= Forest of Avon Trust =

British charity

The Forest of Avon Trust is the local charity for trees and woodlands in the former county of Avon, which now comprises Bristol, North Somerset, South Gloucestershire, and Bath & North East Somerset.

The Trust's ethos is to deliver the benefits of trees and woodlands to as many people as possible in the Avon area to benefit people and wildlife. It runs wellbeing activities for people with learning disabilities, mental health needs or dementia; it works with schools to plant trees and engage children in the natural world; it supports community groups and young people to improve their local environment; and it works with land owners to care for woodlands and plant new ones. The charity also champions the Forest of Avon Community Forest, working with partners to safeguard existing trees and plant new woodland as part of this.

The Forest of Avon Trust provides accredited Forest School training and has trained 185 Forest School leaders since 2010.

The Forest of Avon Trust currently manages a community woodland near Upton Cheney, South Gloucestershire.

== History ==
The Forest of Avon Trust was established in 2008 to carry on the work of the Forest of Avon Community Forest, which planted over 1 million trees.
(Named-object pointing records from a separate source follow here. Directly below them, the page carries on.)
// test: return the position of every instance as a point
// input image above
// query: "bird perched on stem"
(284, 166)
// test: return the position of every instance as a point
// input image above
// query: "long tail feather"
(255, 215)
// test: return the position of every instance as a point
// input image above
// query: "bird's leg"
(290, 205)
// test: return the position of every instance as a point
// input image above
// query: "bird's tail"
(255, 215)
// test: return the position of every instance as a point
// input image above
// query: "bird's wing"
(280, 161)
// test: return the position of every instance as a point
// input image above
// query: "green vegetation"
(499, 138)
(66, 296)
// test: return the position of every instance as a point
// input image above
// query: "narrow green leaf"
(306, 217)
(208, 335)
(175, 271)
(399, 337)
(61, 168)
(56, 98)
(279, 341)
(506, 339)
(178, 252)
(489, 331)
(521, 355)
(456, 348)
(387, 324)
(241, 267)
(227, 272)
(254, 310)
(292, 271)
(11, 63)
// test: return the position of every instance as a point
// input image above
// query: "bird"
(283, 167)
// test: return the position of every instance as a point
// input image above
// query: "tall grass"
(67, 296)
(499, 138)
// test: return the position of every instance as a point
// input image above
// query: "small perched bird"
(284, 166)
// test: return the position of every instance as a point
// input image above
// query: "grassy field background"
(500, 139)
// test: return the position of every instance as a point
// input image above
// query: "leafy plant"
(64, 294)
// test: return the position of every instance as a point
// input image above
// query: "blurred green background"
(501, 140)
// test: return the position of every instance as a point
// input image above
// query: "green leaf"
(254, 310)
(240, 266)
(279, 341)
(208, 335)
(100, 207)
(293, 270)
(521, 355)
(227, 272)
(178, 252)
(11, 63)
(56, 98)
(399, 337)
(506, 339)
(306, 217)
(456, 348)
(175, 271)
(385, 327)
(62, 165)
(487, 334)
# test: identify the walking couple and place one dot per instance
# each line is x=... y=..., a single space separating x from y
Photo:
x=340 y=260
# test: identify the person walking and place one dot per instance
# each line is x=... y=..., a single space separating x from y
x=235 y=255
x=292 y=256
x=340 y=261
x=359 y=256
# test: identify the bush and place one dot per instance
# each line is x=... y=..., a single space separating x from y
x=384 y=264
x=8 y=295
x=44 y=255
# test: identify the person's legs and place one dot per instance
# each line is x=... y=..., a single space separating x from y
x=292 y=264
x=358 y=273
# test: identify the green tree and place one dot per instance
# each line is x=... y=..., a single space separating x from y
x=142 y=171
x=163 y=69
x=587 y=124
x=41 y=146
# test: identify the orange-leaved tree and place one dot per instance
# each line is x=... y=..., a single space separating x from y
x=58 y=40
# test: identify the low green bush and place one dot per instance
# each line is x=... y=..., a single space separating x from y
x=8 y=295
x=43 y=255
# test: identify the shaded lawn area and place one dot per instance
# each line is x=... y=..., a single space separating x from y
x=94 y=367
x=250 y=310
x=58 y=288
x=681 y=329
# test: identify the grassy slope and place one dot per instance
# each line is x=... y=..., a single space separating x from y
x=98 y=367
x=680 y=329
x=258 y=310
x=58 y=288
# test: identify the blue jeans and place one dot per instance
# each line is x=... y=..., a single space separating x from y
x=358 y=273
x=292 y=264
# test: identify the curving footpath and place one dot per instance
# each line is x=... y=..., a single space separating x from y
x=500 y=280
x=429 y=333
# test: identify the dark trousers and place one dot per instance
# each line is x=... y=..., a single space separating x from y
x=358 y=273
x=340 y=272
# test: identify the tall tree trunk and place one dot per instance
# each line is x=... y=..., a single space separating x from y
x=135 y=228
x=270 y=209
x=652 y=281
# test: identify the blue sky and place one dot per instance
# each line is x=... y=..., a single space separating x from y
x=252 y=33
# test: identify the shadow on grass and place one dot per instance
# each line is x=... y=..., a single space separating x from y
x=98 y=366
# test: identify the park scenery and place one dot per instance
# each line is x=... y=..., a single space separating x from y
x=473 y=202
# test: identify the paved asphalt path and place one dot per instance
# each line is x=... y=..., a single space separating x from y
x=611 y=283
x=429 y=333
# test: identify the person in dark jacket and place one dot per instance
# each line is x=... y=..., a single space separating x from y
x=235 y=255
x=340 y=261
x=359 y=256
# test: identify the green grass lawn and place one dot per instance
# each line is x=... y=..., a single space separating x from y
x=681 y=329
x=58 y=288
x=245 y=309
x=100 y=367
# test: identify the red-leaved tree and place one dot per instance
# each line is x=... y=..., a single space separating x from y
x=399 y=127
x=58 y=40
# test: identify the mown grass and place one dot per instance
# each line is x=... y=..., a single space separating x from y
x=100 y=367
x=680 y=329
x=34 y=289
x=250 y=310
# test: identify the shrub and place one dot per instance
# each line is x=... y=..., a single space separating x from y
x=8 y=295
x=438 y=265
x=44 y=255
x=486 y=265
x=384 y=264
Since then the charity has campaigned for strategic woodland creation, in support of the principles of the Community Forest.

In their first three years work included: creating mini-orchards in school grounds, donating thousands of locally grown, native trees and shrubs to school and communities, providing advice and support to local groups to enable them to plant trees, delivering environmental awareness and play activities for local schools and nurseries, delivering tailored woodland activities for adults with learning disabilities, advising landowners on woodland management and Forestry Commission grants and taking on the lease of The Retreat community woodland.

== Patrons ==
- Mike Dilger, naturalist, presenter and writer.
- Professor Alice Roberts, anatomist, writer and broadcaster.